Posted by kevin on June 5, 2012 under Foreclosure Blog | Comments are off for this article

To review, a servicer collects the monthly mortgage payments and distributes those payments to the lender, the taxing authority, and the insurance company. It gets a fee for providing this service. Most servicers are affiliated with large banks- too big to fail banks.

The servicer, in many instances, was the original lender or the purchaser from the original lender, who then sold the loans to FANNIE, FREDDIE or a securitized trust.

Since the servicer is involved in the collection and distribution of payments, it is the entity that coordinates foreclosure or bankruptcy activities on the part of the lenders.

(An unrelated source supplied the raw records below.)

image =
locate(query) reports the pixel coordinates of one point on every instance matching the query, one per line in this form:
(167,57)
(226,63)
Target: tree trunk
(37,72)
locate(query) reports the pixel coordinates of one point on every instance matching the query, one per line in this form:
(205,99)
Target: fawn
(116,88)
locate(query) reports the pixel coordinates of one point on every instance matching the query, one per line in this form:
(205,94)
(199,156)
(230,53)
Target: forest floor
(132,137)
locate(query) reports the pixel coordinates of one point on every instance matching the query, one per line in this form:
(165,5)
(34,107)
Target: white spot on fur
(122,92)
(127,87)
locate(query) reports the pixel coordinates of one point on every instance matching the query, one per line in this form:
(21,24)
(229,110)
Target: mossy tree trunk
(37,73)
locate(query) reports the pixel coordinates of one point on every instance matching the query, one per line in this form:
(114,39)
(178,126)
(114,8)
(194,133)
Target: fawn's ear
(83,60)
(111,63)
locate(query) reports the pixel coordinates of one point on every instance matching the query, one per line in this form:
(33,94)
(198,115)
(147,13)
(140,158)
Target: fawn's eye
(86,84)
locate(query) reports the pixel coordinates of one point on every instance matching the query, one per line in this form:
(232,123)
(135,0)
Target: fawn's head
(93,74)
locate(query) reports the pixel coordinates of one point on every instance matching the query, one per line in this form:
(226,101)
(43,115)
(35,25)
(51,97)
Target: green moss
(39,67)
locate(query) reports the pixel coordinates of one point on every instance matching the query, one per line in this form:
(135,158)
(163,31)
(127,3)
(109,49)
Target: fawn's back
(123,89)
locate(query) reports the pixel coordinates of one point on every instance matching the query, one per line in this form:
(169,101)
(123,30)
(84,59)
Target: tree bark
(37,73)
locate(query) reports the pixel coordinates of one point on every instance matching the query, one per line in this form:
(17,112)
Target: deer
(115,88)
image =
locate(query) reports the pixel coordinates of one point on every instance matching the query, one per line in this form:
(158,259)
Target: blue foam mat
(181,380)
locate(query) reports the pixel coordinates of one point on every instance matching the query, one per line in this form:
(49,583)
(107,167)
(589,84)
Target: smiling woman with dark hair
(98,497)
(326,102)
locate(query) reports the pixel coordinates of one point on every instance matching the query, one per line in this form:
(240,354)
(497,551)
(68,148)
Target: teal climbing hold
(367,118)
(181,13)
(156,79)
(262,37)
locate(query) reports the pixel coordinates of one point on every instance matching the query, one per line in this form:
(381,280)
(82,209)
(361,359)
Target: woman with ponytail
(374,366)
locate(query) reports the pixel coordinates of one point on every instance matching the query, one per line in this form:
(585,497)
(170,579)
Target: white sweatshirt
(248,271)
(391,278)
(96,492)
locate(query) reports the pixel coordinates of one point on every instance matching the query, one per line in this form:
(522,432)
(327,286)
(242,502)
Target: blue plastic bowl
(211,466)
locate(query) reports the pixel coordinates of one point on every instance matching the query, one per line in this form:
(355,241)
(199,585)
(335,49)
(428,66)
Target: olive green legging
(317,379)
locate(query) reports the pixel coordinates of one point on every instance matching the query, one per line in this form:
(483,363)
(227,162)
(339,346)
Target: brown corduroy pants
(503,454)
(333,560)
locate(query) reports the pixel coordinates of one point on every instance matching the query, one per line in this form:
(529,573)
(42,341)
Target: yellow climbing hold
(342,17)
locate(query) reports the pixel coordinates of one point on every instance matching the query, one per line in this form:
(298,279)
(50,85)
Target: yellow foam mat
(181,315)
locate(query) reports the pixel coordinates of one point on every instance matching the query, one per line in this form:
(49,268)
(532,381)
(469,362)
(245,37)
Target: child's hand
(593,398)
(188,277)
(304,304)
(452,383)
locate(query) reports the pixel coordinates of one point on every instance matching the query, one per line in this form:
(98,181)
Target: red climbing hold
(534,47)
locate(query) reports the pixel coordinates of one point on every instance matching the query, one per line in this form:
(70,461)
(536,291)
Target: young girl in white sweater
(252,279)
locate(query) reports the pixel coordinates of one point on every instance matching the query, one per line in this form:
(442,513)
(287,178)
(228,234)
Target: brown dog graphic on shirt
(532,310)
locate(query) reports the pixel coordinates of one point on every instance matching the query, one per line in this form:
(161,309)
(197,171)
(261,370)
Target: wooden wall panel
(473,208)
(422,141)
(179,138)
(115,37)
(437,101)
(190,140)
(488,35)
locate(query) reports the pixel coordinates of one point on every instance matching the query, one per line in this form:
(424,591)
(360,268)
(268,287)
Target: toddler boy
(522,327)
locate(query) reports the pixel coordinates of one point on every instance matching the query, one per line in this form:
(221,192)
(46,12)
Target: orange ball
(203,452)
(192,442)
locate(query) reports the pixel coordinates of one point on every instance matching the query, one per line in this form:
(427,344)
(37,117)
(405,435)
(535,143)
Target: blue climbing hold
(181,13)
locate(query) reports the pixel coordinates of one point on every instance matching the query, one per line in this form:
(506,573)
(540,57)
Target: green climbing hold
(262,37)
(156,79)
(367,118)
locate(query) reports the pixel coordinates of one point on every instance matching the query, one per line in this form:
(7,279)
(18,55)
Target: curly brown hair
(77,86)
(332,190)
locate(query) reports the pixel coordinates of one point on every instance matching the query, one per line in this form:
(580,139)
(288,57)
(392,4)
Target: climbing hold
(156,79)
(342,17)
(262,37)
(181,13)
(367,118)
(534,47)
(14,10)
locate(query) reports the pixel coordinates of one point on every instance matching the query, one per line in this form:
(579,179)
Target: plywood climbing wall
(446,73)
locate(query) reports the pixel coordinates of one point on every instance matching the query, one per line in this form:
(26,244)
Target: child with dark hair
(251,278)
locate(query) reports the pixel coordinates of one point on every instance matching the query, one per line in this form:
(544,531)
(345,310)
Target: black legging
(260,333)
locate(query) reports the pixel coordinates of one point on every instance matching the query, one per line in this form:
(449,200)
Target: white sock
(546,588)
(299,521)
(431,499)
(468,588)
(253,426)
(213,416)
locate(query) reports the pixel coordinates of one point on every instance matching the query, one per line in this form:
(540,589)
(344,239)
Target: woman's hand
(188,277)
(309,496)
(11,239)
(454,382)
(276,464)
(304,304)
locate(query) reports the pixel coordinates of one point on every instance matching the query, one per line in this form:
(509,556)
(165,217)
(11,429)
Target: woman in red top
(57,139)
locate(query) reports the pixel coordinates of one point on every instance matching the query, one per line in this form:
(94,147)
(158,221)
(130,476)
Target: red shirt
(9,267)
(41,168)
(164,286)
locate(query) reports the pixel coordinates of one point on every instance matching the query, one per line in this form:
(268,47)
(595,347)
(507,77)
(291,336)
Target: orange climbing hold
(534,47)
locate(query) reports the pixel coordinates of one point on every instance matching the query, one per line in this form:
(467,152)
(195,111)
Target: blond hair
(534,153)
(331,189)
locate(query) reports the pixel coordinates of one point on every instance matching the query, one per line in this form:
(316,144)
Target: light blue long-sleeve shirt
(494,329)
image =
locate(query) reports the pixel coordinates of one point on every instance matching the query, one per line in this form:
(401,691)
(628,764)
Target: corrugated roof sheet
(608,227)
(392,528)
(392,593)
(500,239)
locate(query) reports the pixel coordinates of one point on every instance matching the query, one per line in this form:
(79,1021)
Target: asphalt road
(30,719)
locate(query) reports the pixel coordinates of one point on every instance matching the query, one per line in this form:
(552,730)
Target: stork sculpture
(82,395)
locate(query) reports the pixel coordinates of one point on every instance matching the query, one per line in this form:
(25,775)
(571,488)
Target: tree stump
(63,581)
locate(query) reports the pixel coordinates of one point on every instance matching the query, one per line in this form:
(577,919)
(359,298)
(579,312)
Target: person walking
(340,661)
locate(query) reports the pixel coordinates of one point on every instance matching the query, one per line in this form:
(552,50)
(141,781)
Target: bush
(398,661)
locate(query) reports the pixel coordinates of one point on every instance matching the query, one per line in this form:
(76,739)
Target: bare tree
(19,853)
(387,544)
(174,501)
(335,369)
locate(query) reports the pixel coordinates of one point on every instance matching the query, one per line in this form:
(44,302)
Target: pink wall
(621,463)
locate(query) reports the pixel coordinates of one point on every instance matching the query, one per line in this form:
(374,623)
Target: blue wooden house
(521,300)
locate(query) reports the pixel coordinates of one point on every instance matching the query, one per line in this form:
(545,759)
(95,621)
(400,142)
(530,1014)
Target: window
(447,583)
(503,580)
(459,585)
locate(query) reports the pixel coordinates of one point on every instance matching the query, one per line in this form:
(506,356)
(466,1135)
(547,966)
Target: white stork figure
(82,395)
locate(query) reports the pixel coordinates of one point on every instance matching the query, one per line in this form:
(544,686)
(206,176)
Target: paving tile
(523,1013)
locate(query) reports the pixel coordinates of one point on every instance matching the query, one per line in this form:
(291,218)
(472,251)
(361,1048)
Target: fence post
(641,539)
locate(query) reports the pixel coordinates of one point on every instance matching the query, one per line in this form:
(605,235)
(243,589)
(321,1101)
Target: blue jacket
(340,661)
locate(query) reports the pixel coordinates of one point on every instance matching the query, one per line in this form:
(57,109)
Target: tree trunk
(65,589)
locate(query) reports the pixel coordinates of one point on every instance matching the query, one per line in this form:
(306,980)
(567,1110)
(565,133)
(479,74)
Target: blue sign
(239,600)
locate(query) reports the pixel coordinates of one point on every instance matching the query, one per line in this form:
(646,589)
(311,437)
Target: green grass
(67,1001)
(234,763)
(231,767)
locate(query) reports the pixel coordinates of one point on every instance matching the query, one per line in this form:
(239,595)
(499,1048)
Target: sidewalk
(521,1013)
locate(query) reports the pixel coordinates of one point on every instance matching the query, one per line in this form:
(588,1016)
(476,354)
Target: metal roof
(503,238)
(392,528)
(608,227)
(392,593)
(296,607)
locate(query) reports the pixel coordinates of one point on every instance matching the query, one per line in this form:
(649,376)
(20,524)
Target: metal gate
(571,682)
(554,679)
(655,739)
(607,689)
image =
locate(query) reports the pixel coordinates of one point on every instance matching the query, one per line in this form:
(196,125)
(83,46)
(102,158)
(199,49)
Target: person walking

It was the entity most likely to be involved in robo-signing, issuing questionable certifications or affidavits in foreclosure litigation, and even forging instruments. The AG’s were looking primarily at the servicers, and the AG’s had claims of approximately a trillion dollars or more against these servicers. These AG claims go away based on the settlement. Now, you as a borrower can raise these defenses in a foreclosure action. But you do not have the same clout that a State AG has to pursue litigation. Moreover, you have to deal with state procedural rules which put a time limit on the ability to set aside a judgment based on fraudulent papers. Therefore, your chances of hitting a home run against the servicers are limited.

Imagine if you could get off the hook on your debts by putting up 25 billion to wipe out of trillion dollars of liability. You could pay off a million dollar mortgage for $25,000. How come the government did not give you that deal? It has something to do with a concept known as moral hazard. Many in the banking industry and government think that it sends a bad message to allow people to walk away from their mortgage obligation. Notwithstanding that many got hoodwinked into deals that they could not afford. However, those same people have no problem with bailing out the banks. In other words, a different set of rules apply to the too big to fail banks. Go figure.